The impact of his scholarly work extends beyond academia and into the courtroom and legal profession. He has served as a consultant in numerous types of litigation sand for numerous bar associations and businesses.
An active participant in the Law and Society Association, Professor Emeritus Kritzer has been honored with numerous accolades and awards from the organization, including the Harry J. Kalven Prize in 2022, the Legacy Award in 2019, and the Ronald Pipkin Service Award in 2015. Honors from other organizations include the President Award from the State Bar of Wisconsin, the Editor’s Choice Award from the American Library Association, the C. Herman Pritchett Award from the Law & Courts Section of the American Political Science Association, and numerous different research grants.
As a mentor, Professor Emeritus Kritzer is extraordinary. His nominators, both former students and junior colleagues, describe him as “a mentor’s mentor,” “a good listener,” a “mentor [with] . . . a unique gift” and “with a grounded humanity,” and a “community servant,” among many other praiseworthy monikers.

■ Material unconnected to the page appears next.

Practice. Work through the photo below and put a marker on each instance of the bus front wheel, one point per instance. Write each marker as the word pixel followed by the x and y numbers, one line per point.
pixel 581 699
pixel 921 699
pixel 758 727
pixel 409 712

His nominators spoke well of his deep compassion as well as the rigor with which he taught his courses; read and commented on their paper drafts; interrogated and improved the methods, particularly qualitatively methods, they employed in their research; and produced and published their scholarly works. They highlighted his enormous generosity and selflessness in mentoring them on his own initiative as well as his brilliance. The majority of former students described themselves as “green” graduate students who could not have thrived without Professor Emeritus Kritzer’s excellent skills in understanding his students and without his careful guidance, which “never made [them] feel inadequate.” They noted that, despite his criticisms and despite how hard he pushed them, they always knew “he was looking out for” them and that “his main goal was to see that [they] learned and succeeded by working hard and by doing so with complete integrity.”
For at least one former-student-turned-professor, Professor Emeritus Kritzer helped them find their footing in the Law and Society network, which became their professional, intellectual community and home.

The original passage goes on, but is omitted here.